Blueberry Rice Pudding

This isn’t an overly sweet recipe. I usually serve it with ice cream or whipped cream which balances that out, but for a sweeter pudding increase the agave (or sugar if that is used instead).

Blueberry Rice Pudding

2 cups cooked rice
1 cup milk
2 tbsp agave syrup
1/2 tsp vanilla extract
1 cup fresh blueberries
2 1/2 tsp cinnamon
2 tsp cloves
Dash each of ginger

Mix together ingredients in a saucepan, cover and simmer over low heat for 30 minutes.

Remove from heat and allow to cool for 10 minutes before serving.

An Abundance of Bread Pudding

At the close of Odd Couple I found myself in possession of an entire loaf of white bread and since I’m a whole wheat, multi-grain kind of girl this left me with a bit of a conundrum. The obvious conclusion quickly revealed itself – bread pudding. Is there really a better use available?

Now, I never really looked at recipe for bread pudding prior to this particular experiment. My first attempt actually came from saving some soggy french toast. Anyway, working off this previous experience and a quick glance at Fannie Farmer’s Cookbook; this is the recipe I concocted.

Odd Couple Bread Pudding

Odd Couple Bread Pudding

12 slices of white bread

5 eggs

5 cups of milk

3 oz spiced rum

4 tbl butter

8 tsp sugar

2 cups blueberries

1 tbsp vanilla

1 tsp cloves

2 tsp cinnamon

1/2 tsp nutmeg

Mix the eggs, rum, milk and spices then tear up the bread into chunks into the mix. Add sugar, blueberries and chopped up butter. Cook at 400 degrees for 35-40 minutes or until the top is browned. It will rise as it bakes and settle once cool.

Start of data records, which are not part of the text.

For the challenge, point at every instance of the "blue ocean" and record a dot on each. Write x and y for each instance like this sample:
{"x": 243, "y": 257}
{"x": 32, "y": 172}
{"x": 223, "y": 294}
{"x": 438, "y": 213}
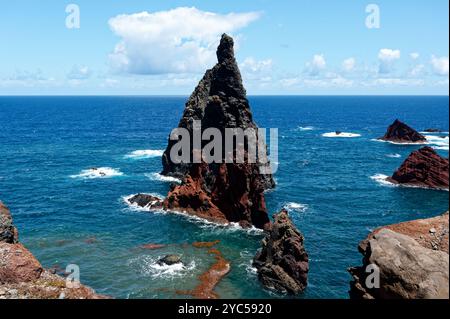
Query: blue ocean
{"x": 332, "y": 187}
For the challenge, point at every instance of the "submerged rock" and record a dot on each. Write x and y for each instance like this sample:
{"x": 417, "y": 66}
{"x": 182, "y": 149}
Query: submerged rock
{"x": 399, "y": 132}
{"x": 413, "y": 262}
{"x": 21, "y": 274}
{"x": 8, "y": 233}
{"x": 146, "y": 201}
{"x": 219, "y": 192}
{"x": 282, "y": 263}
{"x": 170, "y": 260}
{"x": 423, "y": 168}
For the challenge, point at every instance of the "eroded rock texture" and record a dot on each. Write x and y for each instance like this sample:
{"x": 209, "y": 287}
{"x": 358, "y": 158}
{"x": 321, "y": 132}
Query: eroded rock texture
{"x": 282, "y": 263}
{"x": 423, "y": 168}
{"x": 21, "y": 274}
{"x": 412, "y": 259}
{"x": 399, "y": 132}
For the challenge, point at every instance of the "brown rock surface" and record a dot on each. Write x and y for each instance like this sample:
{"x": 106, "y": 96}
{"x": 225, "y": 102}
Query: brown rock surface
{"x": 423, "y": 168}
{"x": 219, "y": 192}
{"x": 282, "y": 263}
{"x": 399, "y": 132}
{"x": 412, "y": 259}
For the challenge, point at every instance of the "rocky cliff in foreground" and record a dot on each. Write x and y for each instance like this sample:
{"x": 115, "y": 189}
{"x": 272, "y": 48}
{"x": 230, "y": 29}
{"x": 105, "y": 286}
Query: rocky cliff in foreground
{"x": 399, "y": 132}
{"x": 21, "y": 274}
{"x": 412, "y": 259}
{"x": 282, "y": 263}
{"x": 220, "y": 192}
{"x": 423, "y": 168}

Obviously this makes a decent amount. I ended up splitting it up between a pie pan and small baking dish.

Also, this dish has been co-worker approved.

Bread Pudding 2

A Variation: Baked French Toast

Still having some bread left and a little obsession with lemon curd recently, I decided to try out a healthier variation on the bread pudding that is based more closely upon the french toast recipe that started it all.

Baked French Toast

8 slices of bread

4 eggs

2 1/2 cups milk

1 cup blueberries

2 tbsp slivered butter

lemon curd

1 tsp cinnamon

dash of cloves

powdered sugar (optional)

Grease a 9×9 baking dish. Mix the eggs, milk, spices and butter. Set aside. Spread lemon curd on four pieces of bread and place in the bottom of the dish lemon side up. Some tearing to accommodate may be necessary. Add the blueberries spreading them across in a single layer. Pour 1/2 of your egg mixture over this layer. Spread lemon curd on the other four pieces of bread and place these face down over the first layer. Pour the remaining egg mixture evenly over the bread. I used a slatted spatula to make sure my surface was flat and egg soaked.

Let sit for 5-10 minutes then bake at 400 for approx. 45 minutes or until browned. Sprinkle with powdered sugar.